World Immigration News

Immigrating while queer: America has a complex history of exclusion

Release Date
2025-11-24
Media
The 19th News
Summary
The story centers on Tara Asgar, a queer and gender-nonconforming Bangladeshi who escaped the 2016 murder of LGBTQ magazine editor Xulhaz Mannan and fled to the United States. Although relocating likely saved her life, she arrived at a moment when the U.S. political climate—marked by rising anti-immigrant sentiment and growing backlash against transgender rights—offered only uneven safety. Asgar notes that protection in the U.S. varies widely depending on race, class, immigration status, and geography.

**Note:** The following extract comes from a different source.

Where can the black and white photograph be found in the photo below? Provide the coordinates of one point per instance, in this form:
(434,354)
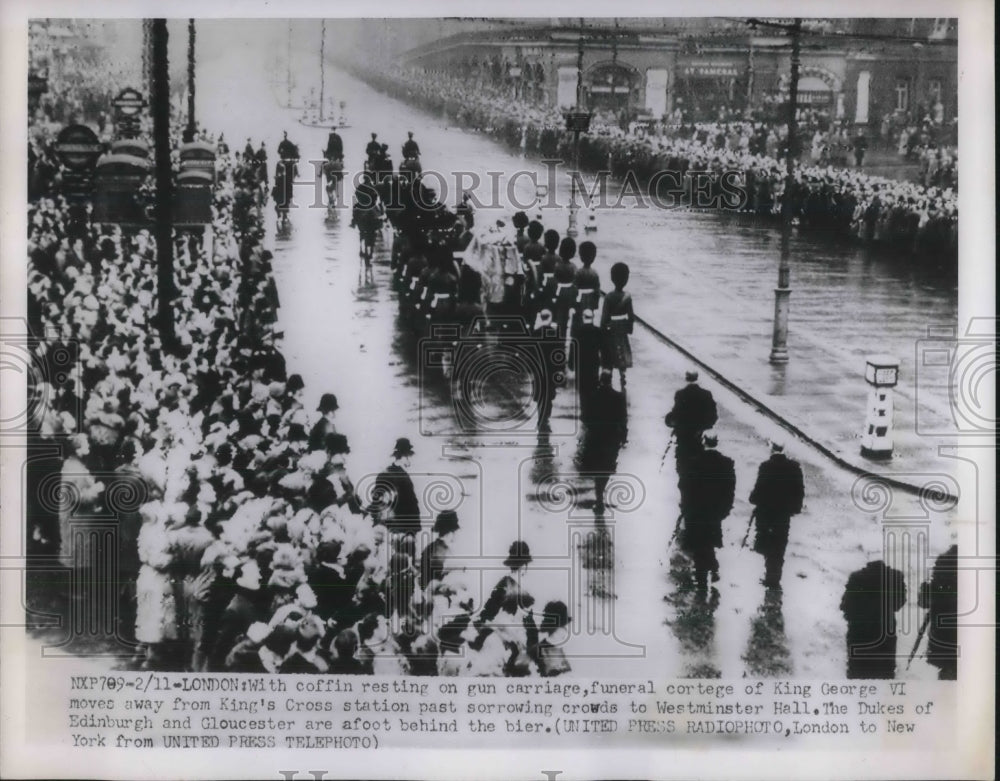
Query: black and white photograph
(353,362)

The article traces the long history of U.S. immigration policies that, for more than a century, excluded LGBTQ people. Beginning with the 1875 Page Law and continuing through the 1917 Immigration Act and the 1952 and 1965 immigration laws, the government barred people labeled as “sexual deviants.” Even after homosexuality was removed from the psychiatric disorder list in 1972, queer migrants continued to face exclusion. The 1980s saw the first shifts, with some asylum claims by LGBTQ applicants being tested during events like the Mariel boatlift.

A major turning point came with the Immigration Act of 1990, which officially repealed the ban on LGBTQ immigrants. Key court cases in the 1990s and early 2000s—such as those of Toboso-Alfonso, Pitcherskaia, and Hernandez-Montiel—gradually established that persecution based on sexual orientation or gender identity could justify asylum. Transgender immigrants faced additional barriers, with discriminatory policies lasting until 2007 and surgical requirements remaining until 2011.

Despite expanded legal protections, advocates warn that recent political and legal challenges in the U.S. threaten LGBTQ immigration rights. Trans asylum seekers now face difficulties as federal documents restrict recognition of nonbinary identities.

Asgar, still awaiting an asylum interview nearly a decade later, says being a trans migrant means constantly navigating borders—between genders, cultures, and systems of recognition—while having to continually prove the legitimacy of one’s struggle for safety.